Evaluating and Optimizing the Effectiveness of Neural Machine Translation in Supporting Code Retrieval Models: A Study on the CAT Benchmark

from arxiv, Accepted as Full Paper in Proceedings of the 32nd ACM International Conference on Information and Knowledge Management (CIKM), Birmingham, UK, October 2023

Neural Machine Translation (NMT) is widely applied in software engineering tasks. The effectiveness of NMT for code retrieval relies on the ability to learn from the sequence of tokens in the source language to the sequence of tokens in the target language. While NMT performs well in pseudocode-to-code translation, it might have challenges in learning to translate from natural language query to source code in newly curated real-world code documentation/ implementation datasets. In this work, we analyze the performance of NMT in natural language-to-code translation in the newly curated CAT benchmark that includes the optimized versions of three Java datasets TLCodeSum, CodeSearchNet, Funcom, and a Python dataset PCSD. Our evaluation shows that NMT has low accuracy, measured by CrystalBLEU and Meteor metrics in this task. To alleviate the duty of NMT in learning complex representation of source code, we propose ASTTrans Representation, a tailored representation of an Abstract Syntax Tree (AST) using a subset of non-terminal nodes. We show that the classical approach NMT performs significantly better in learning ASTTrans Representation over code tokens with up to 36% improvement on Meteor score. Moreover, we leverage ASTTrans Representation to conduct combined code search processes from the state-of-the-art code search processes using GraphCodeBERT and UniXcoder. Our NMT models of learning ASTTrans Representation can boost the Mean Reciprocal Rank of these state-of-the-art code search processes by up to 3.08% and improve 23.08% of queries' results over the CAT benchmark.

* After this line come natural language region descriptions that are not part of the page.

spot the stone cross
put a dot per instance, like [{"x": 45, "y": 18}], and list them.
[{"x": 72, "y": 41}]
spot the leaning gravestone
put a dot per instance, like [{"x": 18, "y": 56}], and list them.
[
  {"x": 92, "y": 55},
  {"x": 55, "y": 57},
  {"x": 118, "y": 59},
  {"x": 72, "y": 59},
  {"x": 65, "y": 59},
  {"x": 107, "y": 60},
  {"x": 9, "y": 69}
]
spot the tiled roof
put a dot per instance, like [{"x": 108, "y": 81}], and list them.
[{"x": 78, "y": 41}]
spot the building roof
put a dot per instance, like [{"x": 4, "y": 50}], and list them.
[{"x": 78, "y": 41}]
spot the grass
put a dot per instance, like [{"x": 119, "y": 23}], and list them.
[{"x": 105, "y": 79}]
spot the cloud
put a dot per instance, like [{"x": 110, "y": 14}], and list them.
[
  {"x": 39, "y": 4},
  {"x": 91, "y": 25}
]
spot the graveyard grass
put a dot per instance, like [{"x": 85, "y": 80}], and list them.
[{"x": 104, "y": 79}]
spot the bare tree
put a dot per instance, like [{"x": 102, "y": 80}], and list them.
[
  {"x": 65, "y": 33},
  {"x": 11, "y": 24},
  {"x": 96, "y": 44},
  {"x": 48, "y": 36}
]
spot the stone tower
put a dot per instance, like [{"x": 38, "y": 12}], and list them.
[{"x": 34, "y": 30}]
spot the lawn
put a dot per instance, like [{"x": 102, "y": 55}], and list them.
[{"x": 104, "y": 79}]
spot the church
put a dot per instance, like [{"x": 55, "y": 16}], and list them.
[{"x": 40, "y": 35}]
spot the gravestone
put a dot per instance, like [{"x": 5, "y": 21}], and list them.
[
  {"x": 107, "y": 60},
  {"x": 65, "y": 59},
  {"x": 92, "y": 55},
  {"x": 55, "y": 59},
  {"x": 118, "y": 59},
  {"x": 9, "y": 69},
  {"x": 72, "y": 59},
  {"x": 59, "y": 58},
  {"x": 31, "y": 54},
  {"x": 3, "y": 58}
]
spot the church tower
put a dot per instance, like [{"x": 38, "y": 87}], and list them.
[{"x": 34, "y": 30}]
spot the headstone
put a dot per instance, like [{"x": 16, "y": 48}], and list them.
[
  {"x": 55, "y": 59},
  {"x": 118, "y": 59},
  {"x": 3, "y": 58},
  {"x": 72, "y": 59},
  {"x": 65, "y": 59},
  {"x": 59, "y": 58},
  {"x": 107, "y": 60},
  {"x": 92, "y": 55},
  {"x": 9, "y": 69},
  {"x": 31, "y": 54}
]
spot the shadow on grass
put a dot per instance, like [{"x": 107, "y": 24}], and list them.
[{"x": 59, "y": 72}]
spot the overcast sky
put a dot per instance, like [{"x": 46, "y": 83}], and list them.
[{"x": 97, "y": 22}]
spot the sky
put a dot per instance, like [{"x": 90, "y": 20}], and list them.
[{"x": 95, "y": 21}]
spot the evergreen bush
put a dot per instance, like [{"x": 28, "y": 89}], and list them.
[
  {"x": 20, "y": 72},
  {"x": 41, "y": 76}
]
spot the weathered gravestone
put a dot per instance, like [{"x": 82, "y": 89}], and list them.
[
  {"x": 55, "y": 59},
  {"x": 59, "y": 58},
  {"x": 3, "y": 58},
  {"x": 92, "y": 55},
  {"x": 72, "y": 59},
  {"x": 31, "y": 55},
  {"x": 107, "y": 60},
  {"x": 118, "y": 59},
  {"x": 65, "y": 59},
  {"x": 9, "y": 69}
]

翻译：神经机器翻译（NMT）广泛应用于软件工程任务。NMT在代码检索中的有效性取决于其从源语言词元序列到目标语言词元序列的学习能力。尽管NMT在伪代码到代码的翻译中表现良好，但在处理全新构建的真实世界代码文档/实现数据集时，从自然语言查询到源代码的翻译学习可能面临挑战。本研究基于新构建的CAT基准（包含TLCodeSum、CodeSearchNet、Funcom三个Java数据集的优化版本及Python数据集PCSD），分析了NMT在自然语言到代码翻译中的性能表现。评估结果表明，使用CrystalBLEU和Meteor指标衡量时，NMT在此任务中准确率较低。为减轻NMT学习源代码复杂表征的负担，我们提出ASTTrans表示——一种通过选取抽象语法树（AST）非终结节点子集定制的表示方法。实验证明，经典NMT方法在学习ASTTrans表示时的效果显著优于直接学习代码词元，Meteor分数最高提升36%。此外，我们利用ASTTrans表示，结合GraphCodeBERT和UniXcoder等前沿代码搜索方法开展联合代码搜索。基于ASTTrans表示学习的NMT模型可将这些先进代码搜索方法的平均倒数排名（Mean Reciprocal Rank）最高提升3.08%，并在CAT基准上改善23.08%的查询结果。